Figure 2.

Establishment of TNFRSF4 gene-specific mutated HSY cells (ex6 C7 cells) and HHV-6B permissivity. (A) Comparison of amino acid sequences and predicted transmembrane helices around the target region in TMHMM2.0 [41]. In ex6 C7 cells, a frameshift mutation near the N-terminus of the CD134 transmembrane region (left panel) led to translation of an amino acid sequence not capable of serving as a transmembrane region (right panels). (B) CD134 expression by HSY cells and ex6 C7 cells was analyzed by means of fluorescence-activated cell sorting analysis. (C) Viral RNA detection in ex6 C7 cells by RT-PCR. Cells were infected with HHV-6B HST and total RNA was extracted at 48 h post-infection. U91 (immediate early) and U100 (late) transcripts were detected. β-actin (ACTB) was used as an internal control. M, DNA ladder; -, mock-infected cells; +, HST-infected cells; N.C., no template control. (D) Viral antigen detection in ex6 C7 cells and HSY cells using immunofluorescence assay.
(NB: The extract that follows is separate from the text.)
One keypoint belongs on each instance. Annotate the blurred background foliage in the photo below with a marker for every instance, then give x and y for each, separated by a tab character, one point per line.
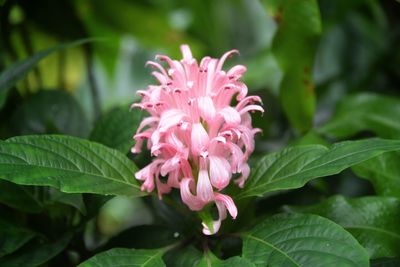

Cells were infected with HHV-6B HST and treated with cold acetone at 48 h post-infection (left panel). HHV-6 p41 protein (red) was detected in both cell types. Nuclei of cells were stained with DAPI (blue). Scale bars represent 50 μm. Virus-infected cells (red) were counted (right panel). Error bars represent standard deviations (n = 3 per cell). Asterisks indicate statistical significance (**** p < 0.0001, Bonferroni’s multiple comparison test).